When a nodule is suspected to be malignant based on baseline characteristics, positive PET scan findings, or the demonstration of growth, obtaining a tissue diagnosis is the next important step. The Surgical Experts Group of IASLC encourages the use of transthoracic fine-needle aspiration (FNA) and suggests that in many cases it will facilitate surgical decision making.[14] FNA is particularly useful in patients with nodules deeply seated in the lung parenchyma, where a diagnostic surgical approach might entail a significant parenchymal resection. FNA is also valuable in small subcentimeter nodules or nonsolid nodules, in which difficult intraoperative localization may limit the surgical diagnostic options. In such instances, a nondiagnostic FNA should not automatically trigger a surgical biopsy, since the small size of the nodule or its indolent nature may permit safe continued observation until there is evidence of interval nodule growth. FNA performed at high-volume centers can be extremely accurate, with a sensitivity of 82% to 99% and a diagnostic accuracy of up to 97%.[15]

Bronchoscopy

If expertise in FNA is not readily available, other invasive diagnostic approaches include bronchoscopic or surgical biopsies. The NELSON investigators evaluated the role of white-light bronchoscopy in 308 persons with 318 suspicious lesions.[16] The sensitivity of bronchoscopy was 13.5%, and the specificity was 100%. The positive and negative predictive values were 100% and 47%, respectively. Notably, bronchoscopy found less than 1% of all detected cancers. The investigators concluded that conventional bronchoscopy should not be routinely recommended in persons with a positive result in a lung cancer screening program. Nonetheless, bronchoscopy remains one of the more commonly used diagnostic modalities in patients with lung nodules. For example, in the NLST, approximately 39% of all invasive procedures performed in patients with positive CT scan results were bronchoscopy with or without a biopsy.[1] Although novel bronchoscopic techniques, such as endobronchial ultrasonography and navigational bronchoscopy, are useful in the traditional clinical setting, their diagnostic role in the context of a CT screening program has not been investigated.

Surgical biopsy

When surgical biopsy is necessary, minimally invasive approaches such as video-assisted thoracic surgery (VATS) and robotic-assisted techniques are strongly recommended over open thoracotomy approaches. Excisional wedge biopsies are usually straightforward with minimal morbidity and negligible mortality when performed in otherwise healthy patients. Data from the STS General Thoracic Surgery Database show that hospital mortality and major morbidity in more than 3,700 patients who had wedge resections were 1.2% and 4.5%, respectively.[17] Similarly, Altorki et al reported that in a screened population, there were no hospital deaths among 53 patients with screen-detected cancers treated by limited resection alone.[18] Most patients in whom a diagnostic wedge resection is performed can proceed directly to lobar resection at the same time if a frozen section examination confirms the diagnosis of lung cancer.

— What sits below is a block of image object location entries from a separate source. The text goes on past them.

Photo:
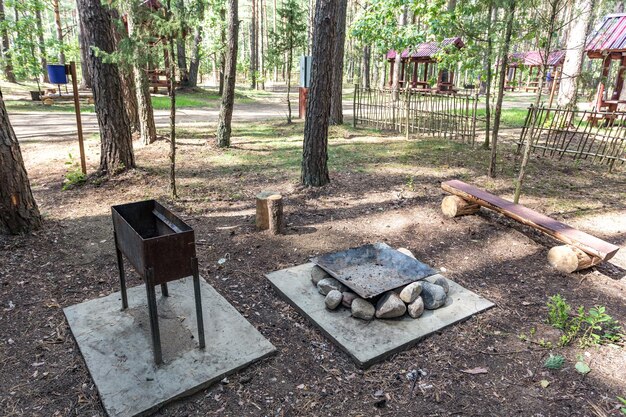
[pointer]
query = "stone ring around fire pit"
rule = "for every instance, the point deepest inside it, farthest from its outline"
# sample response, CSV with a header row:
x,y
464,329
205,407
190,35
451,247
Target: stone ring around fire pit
x,y
378,281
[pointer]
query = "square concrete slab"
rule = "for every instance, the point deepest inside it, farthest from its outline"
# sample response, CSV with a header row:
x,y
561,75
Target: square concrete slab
x,y
117,347
371,342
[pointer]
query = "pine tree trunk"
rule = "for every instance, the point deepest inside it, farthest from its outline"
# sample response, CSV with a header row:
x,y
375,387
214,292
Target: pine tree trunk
x,y
315,148
42,46
115,138
492,12
336,102
223,53
181,46
194,64
59,28
504,58
5,51
228,97
554,6
574,53
253,46
145,111
85,81
367,54
18,209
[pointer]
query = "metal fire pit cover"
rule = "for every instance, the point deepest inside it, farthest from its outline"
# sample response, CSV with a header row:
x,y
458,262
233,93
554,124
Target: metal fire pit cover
x,y
373,269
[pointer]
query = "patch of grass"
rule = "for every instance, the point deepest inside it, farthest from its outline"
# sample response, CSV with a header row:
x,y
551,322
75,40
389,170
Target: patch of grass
x,y
37,106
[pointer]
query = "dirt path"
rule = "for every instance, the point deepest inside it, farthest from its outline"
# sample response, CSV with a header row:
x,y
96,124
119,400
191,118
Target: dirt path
x,y
37,125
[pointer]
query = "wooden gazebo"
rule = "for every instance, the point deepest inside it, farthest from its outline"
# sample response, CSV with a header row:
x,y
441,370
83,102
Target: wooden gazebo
x,y
421,62
608,42
533,60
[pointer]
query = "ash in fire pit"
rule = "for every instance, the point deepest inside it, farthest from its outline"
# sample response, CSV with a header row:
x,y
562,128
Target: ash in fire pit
x,y
378,281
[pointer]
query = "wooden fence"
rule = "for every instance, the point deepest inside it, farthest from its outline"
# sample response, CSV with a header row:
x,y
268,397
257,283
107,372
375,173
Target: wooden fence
x,y
598,137
451,116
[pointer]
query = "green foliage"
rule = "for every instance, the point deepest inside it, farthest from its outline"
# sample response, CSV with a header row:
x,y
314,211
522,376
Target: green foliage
x,y
591,328
554,362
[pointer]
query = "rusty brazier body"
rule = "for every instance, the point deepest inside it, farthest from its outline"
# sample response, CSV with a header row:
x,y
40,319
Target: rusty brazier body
x,y
161,248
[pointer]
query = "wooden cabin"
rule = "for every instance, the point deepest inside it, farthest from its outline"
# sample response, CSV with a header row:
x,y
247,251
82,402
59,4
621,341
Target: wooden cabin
x,y
420,64
608,43
533,61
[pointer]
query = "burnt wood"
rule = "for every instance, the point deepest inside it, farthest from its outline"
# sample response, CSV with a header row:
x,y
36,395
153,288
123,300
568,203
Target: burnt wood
x,y
567,234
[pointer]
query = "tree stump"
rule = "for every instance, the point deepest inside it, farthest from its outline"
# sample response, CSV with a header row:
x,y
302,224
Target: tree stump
x,y
453,206
269,212
567,258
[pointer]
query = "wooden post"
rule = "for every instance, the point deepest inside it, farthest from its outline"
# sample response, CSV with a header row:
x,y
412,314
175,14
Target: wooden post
x,y
269,212
79,122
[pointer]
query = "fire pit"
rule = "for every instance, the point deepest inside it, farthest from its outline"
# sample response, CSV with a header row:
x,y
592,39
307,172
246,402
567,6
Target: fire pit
x,y
378,281
161,248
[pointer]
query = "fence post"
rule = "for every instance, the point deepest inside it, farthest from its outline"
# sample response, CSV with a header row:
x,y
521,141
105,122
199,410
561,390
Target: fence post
x,y
354,107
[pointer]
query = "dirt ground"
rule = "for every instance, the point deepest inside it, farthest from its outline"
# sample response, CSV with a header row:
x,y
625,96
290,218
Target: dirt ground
x,y
379,197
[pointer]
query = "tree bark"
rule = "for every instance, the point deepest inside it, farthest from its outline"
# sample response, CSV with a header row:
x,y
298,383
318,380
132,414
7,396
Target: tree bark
x,y
336,102
315,147
18,210
228,97
59,29
504,60
553,6
253,46
492,11
42,46
85,81
5,51
574,53
116,142
145,111
194,64
367,57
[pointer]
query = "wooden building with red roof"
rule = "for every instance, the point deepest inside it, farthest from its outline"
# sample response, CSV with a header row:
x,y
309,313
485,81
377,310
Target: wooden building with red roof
x,y
420,63
608,43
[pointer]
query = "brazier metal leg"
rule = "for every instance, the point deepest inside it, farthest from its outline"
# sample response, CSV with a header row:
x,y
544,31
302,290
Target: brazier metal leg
x,y
120,267
154,317
196,290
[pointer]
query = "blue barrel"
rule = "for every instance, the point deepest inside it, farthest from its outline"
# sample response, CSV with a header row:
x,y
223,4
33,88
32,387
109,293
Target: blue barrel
x,y
57,74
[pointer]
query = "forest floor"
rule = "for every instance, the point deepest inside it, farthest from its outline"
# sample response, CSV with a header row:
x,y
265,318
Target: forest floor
x,y
383,188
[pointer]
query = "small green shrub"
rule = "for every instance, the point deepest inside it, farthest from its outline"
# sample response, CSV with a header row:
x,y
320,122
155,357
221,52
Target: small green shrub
x,y
74,176
591,328
554,362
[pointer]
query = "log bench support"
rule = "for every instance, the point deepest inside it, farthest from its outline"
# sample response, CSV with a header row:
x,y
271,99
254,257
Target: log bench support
x,y
269,212
581,250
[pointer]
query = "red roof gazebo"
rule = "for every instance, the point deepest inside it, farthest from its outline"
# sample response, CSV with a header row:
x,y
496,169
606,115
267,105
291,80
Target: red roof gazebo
x,y
608,42
422,55
532,60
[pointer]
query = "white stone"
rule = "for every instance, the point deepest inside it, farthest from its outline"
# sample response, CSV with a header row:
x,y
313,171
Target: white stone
x,y
439,280
362,309
416,308
434,296
333,299
406,252
390,306
411,292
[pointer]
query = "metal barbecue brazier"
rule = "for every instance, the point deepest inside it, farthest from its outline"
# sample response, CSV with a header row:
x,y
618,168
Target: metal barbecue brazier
x,y
161,248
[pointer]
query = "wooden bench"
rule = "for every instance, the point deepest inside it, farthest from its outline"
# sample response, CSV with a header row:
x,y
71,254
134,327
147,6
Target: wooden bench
x,y
581,251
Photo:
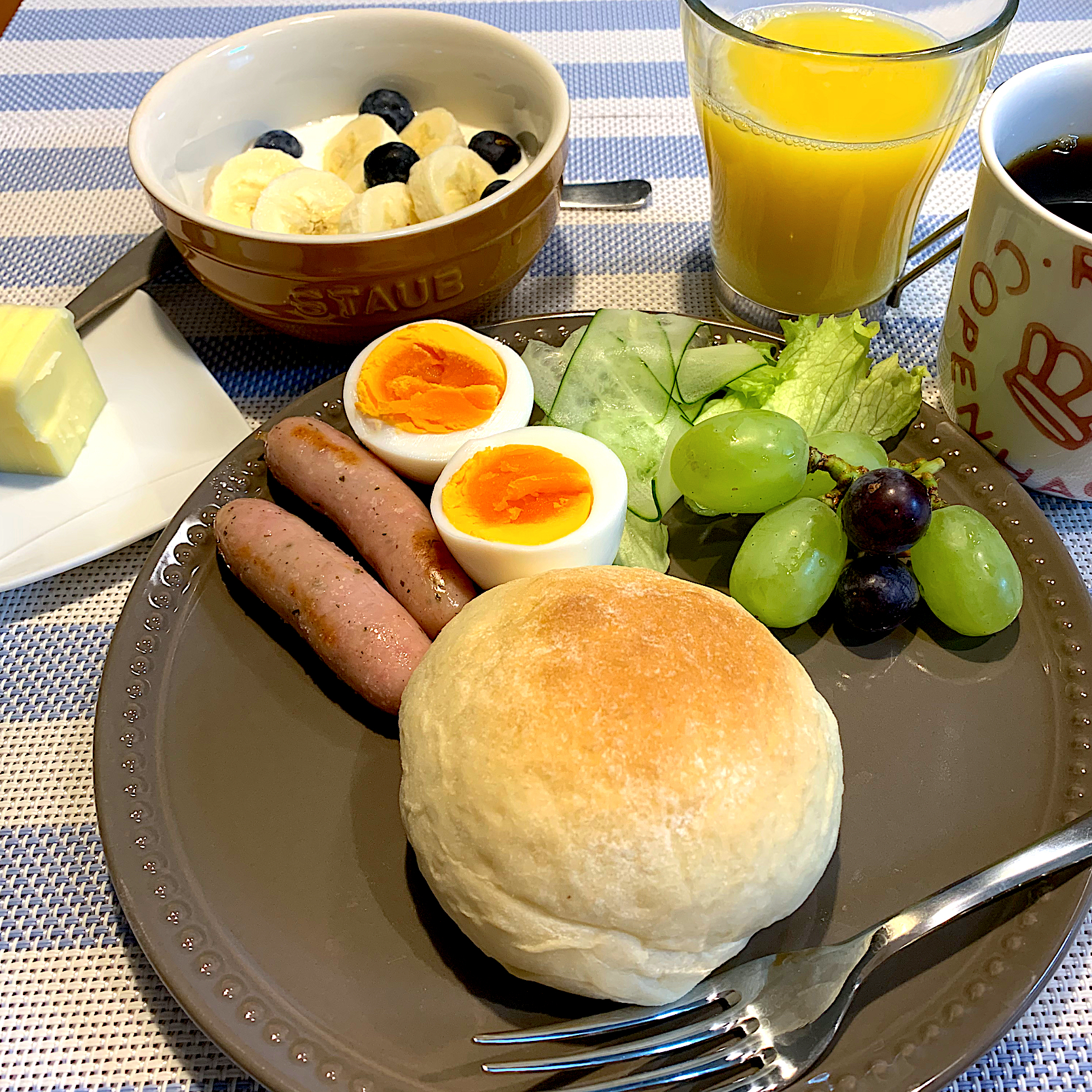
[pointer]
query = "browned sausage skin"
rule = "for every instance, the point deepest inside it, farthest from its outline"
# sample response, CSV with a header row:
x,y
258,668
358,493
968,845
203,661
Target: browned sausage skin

When a nodule is smaller than 1 cm or is nonsolid, surgical localization can present a challenge that demands intimate knowledge of pulmonary segmental anatomy and its correlation with the CT images. Several techniques have been developed to facilitate the intraoperative localization of small or subtle lung nodules. These techniques are briefly discussed below.

Preoperative CT-guided localization

Transthoracic dye injection directly adjacent to the tumor has been used for lung nodule localization for many years, with minimal morbidity. Because diffusion of the dye away from the nodule site can occur in the interval between injection and surgery, dye injection should preferably be done as close to surgery as possible. In addition, pulmonary embolism may rarely occur with the use of non–water-soluble dyes. A major drawback of this technique is the lack of information about the depth of the tumor, which increases the possibility of missing the tumor or having a positive parenchymal resection margin. Therefore, a new technique has been developed, virtual-assisted lung mapping (VAL-MAP), which uses multiple dye markings guided by three-dimensional CT virtual images to delineate the borders of the tumor and to serve as a reference for the subsequent biopsy/resection.[19]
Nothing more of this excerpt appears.